Kind nach Verkehrsunfall unter Fahrzeug eingeklemmt - Schnelle Rettung durch Feuerwehr und Rettungsdienst
Am Montagnachmittag (6. Juli)um 15.12 Uhr wurden die Einsatzkräfte der Feuerwehr Plauen zu einem schweren Verkehrsunfall in die Dr.-Friedrich-Wolf-Straße alarmiert. Die Meldung über ein verletztes, unter einem Fahrzeug eingeklemmtes Kind bestätigte sich beim Eintreffen der ersten Kräfte vor Ort.
Aufgrund der unklaren und kritischen Lage rückten der Rüstzug der Berufsfeuerwehr Plauen sowie die Freiwillige Feuerwehr Plauen-Stadtmitte aus. Zudem waren drei Rettungswagen (RTW), ein Notarzteinsatzfahrzeug (NEF) und ein Rettungshubschrauber (RTH) im Einsatz.
„Die enge und professionelle Zusammenarbeit zwischen Feuerwehr und Rettungsdienst hat maßgeblich dazu beigetragen, dass das elfjährige Kind bereits 16 Minuten nach der Alarmierung befreit und an den Rettungsdienst übergeben werden konnte“, bilanziert Patrick Heinritz, Leiter der Plauener Feuerwehr.
Für die technische Rettung setzten die Einsatzkräfte spezielles Gerät ein: Neben Rüsthölzern zur Sicherung des Fahrzeugs kamen Hebekissen und ein hydraulischer Spreizer zum Einsatz.
Nach der medizinischen Erstversorgung vor Ort wurde der junge Patient mit dem Rettungshubschrauber in das Heinrich-Braun-Klinikum nach Zwickau geflogen.
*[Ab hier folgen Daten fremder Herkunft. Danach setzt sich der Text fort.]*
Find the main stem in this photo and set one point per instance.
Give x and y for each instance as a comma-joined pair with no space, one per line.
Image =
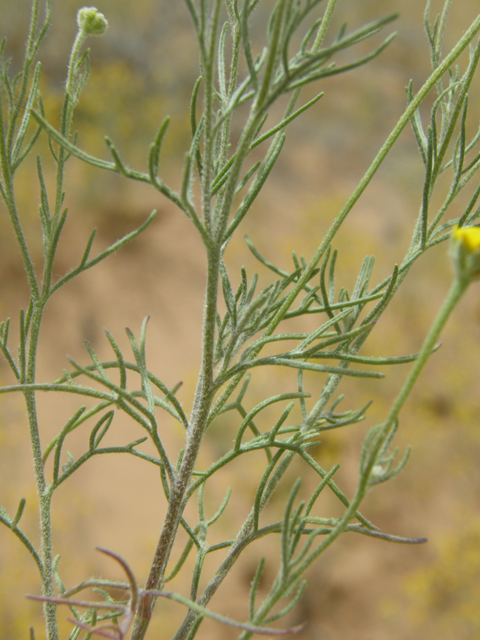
196,429
44,494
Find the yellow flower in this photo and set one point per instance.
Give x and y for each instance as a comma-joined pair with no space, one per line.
465,252
468,236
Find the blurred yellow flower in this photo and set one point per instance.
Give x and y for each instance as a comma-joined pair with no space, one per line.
468,236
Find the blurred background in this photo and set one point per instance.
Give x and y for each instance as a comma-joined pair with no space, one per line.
143,69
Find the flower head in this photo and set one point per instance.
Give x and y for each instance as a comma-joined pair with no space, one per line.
91,21
465,252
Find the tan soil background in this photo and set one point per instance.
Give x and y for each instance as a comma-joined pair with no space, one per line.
360,589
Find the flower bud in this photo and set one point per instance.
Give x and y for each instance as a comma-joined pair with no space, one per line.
465,252
91,21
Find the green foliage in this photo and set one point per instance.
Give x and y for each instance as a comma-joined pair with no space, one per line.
244,329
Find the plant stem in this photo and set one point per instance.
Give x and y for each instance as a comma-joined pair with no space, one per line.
196,429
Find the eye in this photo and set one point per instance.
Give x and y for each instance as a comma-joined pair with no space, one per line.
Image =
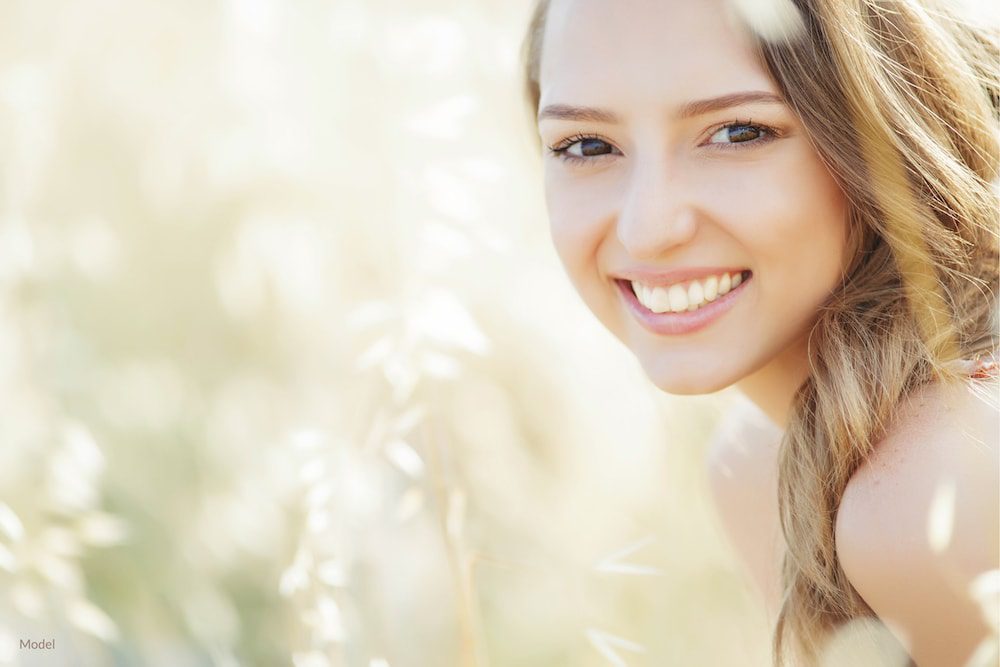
583,148
740,133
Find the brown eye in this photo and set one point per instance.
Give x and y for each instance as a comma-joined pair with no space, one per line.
590,147
738,133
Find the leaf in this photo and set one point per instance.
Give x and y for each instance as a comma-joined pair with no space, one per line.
613,564
605,644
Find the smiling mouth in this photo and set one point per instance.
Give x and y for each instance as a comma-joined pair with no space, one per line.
686,296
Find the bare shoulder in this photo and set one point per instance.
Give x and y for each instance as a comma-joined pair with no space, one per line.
919,521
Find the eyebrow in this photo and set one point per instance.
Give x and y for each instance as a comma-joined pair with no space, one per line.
694,108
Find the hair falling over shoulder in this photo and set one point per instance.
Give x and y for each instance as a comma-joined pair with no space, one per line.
901,99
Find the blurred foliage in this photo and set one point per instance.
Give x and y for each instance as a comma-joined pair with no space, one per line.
290,375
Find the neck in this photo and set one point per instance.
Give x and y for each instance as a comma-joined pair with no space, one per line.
772,387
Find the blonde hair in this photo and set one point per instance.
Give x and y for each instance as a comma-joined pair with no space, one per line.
900,99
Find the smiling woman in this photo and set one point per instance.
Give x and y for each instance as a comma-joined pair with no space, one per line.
802,208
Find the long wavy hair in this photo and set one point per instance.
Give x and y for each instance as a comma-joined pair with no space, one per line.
901,99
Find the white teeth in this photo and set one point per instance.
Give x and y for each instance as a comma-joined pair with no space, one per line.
724,284
696,295
659,301
677,298
711,288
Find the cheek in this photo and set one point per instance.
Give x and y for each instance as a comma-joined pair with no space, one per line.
792,217
578,224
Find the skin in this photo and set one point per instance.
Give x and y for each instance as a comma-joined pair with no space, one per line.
654,190
673,193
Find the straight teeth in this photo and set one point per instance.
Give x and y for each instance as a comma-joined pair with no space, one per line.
679,298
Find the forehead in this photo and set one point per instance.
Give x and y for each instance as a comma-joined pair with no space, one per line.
618,53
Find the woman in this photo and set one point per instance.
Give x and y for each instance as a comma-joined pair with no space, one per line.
796,198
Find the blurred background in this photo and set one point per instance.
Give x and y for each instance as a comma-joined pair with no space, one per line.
290,375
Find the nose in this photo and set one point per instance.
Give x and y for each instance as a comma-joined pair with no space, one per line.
657,213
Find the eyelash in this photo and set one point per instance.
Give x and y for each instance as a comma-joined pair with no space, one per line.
767,134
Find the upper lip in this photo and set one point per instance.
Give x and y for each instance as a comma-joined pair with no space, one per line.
658,277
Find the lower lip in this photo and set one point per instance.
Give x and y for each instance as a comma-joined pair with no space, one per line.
688,321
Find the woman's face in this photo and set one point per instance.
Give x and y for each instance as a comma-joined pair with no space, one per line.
676,167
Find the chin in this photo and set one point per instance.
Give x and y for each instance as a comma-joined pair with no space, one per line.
687,383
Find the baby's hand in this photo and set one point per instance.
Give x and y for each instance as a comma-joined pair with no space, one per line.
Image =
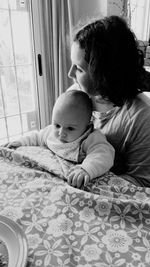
13,144
78,176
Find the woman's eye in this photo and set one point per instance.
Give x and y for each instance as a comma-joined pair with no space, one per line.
70,128
57,126
80,70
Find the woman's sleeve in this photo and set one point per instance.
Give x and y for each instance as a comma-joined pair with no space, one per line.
99,154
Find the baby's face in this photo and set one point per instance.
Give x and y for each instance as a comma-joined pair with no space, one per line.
69,125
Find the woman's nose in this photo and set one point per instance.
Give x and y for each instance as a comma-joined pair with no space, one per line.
71,73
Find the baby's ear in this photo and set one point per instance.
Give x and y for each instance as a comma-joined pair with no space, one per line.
74,86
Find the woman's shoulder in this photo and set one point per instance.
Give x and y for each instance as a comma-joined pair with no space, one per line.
140,107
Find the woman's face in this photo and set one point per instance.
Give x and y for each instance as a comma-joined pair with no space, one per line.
79,72
79,69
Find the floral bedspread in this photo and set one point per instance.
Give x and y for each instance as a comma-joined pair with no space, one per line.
106,224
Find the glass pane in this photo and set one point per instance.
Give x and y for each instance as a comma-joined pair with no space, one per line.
18,4
3,132
24,123
9,88
4,4
14,125
21,37
1,105
6,51
26,89
3,141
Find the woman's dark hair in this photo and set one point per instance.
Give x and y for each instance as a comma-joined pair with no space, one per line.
115,63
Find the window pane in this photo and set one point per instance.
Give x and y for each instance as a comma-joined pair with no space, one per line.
1,104
9,89
4,3
6,53
26,89
3,133
21,37
14,125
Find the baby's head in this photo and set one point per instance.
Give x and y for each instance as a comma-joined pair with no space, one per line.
71,115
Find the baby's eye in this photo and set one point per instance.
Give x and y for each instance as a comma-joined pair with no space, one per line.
71,129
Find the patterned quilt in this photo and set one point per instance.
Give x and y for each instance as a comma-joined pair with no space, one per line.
106,224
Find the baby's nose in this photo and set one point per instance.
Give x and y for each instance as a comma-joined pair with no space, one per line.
62,132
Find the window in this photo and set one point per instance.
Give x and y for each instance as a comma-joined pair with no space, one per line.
19,106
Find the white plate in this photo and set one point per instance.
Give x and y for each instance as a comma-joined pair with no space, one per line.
15,241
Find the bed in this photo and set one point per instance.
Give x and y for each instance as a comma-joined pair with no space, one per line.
106,223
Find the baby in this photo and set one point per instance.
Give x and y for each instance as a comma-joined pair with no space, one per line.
72,137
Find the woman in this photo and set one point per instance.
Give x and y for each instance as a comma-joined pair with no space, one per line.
107,64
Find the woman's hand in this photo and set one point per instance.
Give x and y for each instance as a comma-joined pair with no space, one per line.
78,176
Weitere am Unfall beteiligte Personen wurden vor Ort betreut.
Während der Rettungsmaßnahmen stellte die Freiwillige Feuerwehr Plauen-Stadtmitte den Brandschutz sowie die Einsatzbereitschaft für das restliche Stadtgebiet von Plauen sicher. Der Einsatz konnte gegen 16.25 Uhr erfolgreich beendet werden.
Zur Ursache und dem genauen Hergang des Unfalls kann vonseiten der Feuerwehr keine Auskunft gegeben werden. Die Ermittlungen hierzu übernimmt die Polizei.